Лицо Хастингса, и впрямь, стало неприятным. Сдается мне, оно вполне могло испугать злую ведьму в лесной части, ведь она не знала, отчего оно стало таким. Он был зачат мужчиной и рожден женщиной и мог приобрести знание и силу зла, недоступные ни одному демону. Он мог смеяться и над Раем Эдит и над Хелем норманнов, но ни за что не стал бы смеяться над местью Алана.

Я не знал, что это значит. Я не понимал этого.

— Ваш уход с Оге не задержится, — сказал Хастингс всем говорившим. — Меера, ты стоишь ближе всех к Китти, обыщи ее и найди вертящуюся железную рыбку.

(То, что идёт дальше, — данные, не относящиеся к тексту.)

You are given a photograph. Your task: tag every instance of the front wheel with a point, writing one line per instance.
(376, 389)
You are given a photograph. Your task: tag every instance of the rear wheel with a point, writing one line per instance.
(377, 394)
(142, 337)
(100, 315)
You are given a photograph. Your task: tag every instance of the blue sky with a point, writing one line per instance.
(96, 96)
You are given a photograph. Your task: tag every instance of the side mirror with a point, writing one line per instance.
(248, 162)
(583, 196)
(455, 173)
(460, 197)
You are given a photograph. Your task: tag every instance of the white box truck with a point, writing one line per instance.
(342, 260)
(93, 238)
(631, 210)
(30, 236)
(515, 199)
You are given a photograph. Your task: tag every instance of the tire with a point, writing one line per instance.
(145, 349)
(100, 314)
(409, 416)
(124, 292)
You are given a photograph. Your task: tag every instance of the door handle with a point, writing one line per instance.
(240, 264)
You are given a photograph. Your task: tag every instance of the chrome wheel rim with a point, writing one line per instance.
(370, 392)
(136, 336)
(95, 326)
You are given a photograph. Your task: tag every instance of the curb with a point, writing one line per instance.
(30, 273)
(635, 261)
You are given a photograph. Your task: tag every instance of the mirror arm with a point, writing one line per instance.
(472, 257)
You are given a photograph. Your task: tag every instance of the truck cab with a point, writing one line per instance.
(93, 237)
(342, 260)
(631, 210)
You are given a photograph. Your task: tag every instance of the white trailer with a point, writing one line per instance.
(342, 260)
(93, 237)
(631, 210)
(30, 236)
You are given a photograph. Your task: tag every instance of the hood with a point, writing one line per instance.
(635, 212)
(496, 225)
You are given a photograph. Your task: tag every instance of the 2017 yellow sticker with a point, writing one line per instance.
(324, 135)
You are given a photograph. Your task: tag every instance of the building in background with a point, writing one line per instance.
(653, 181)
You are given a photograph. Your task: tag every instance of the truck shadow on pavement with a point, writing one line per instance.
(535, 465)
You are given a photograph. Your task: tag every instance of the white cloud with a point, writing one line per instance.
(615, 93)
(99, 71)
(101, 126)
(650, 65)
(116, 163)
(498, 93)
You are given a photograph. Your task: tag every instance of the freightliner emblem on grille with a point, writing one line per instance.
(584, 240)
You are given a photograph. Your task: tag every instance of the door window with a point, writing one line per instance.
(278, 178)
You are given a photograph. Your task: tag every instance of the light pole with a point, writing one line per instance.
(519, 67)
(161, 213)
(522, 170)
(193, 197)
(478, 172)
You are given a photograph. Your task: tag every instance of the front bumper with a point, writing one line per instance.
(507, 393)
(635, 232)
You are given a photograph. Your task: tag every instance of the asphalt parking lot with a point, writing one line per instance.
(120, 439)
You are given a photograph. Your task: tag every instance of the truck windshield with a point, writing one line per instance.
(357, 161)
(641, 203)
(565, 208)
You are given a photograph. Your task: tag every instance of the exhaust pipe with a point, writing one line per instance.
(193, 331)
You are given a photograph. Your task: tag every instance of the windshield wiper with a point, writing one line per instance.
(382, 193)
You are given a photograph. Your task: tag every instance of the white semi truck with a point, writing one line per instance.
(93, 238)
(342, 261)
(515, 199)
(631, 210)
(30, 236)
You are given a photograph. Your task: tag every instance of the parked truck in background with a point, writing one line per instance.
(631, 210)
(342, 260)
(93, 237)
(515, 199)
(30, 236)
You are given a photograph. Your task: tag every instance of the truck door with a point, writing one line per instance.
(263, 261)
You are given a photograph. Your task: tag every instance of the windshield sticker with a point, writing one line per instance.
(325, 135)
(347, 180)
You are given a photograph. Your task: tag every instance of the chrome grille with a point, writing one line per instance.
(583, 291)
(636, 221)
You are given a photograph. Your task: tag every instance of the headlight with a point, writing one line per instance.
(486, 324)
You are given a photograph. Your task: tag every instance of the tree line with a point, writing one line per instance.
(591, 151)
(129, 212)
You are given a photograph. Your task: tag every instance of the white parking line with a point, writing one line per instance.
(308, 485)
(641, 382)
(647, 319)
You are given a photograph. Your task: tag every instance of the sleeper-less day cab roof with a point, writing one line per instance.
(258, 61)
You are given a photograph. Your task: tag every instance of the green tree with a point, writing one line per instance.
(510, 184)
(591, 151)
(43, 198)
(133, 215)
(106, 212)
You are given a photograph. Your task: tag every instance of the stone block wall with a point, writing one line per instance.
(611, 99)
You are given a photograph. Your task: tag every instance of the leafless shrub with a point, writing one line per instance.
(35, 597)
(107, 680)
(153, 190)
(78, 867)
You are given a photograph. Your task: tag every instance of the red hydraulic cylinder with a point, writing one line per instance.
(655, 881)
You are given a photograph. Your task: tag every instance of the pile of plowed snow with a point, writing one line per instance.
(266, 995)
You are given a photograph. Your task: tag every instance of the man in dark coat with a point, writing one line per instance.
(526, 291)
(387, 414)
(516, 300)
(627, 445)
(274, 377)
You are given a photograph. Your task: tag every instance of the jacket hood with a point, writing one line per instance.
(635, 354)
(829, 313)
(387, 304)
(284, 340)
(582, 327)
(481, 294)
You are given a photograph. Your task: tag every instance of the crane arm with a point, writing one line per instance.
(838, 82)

Я не смог помешать белоснежным длинным и нежным рукам этой женщины, которая держала в них всю Европу: когда они потянулись к груди моей желтокожей кормилицы, я рванулся вперед, но один из дружинников Хастингса, гордый и властный викинг Хедрик, оказался у меня на пути, и удар его кулака едва не проломил мне висок. Ослепленный и оглушенный жестокой болью, я рухнул на палубу. И когда я попытался закричать Китти, чтобы она бросила рыбку в море, из моей груди вырвался лишь хриплый стон.

Однако она успела разгадать мое желание и дернула за веревку; веревка оборвалась, но Китти не сумела выбросить Искателя Звезды. Ее маленькие запястья были стиснуты мощными руками двух воинов, а третий приставил сверкающий нож к горлу Куолы.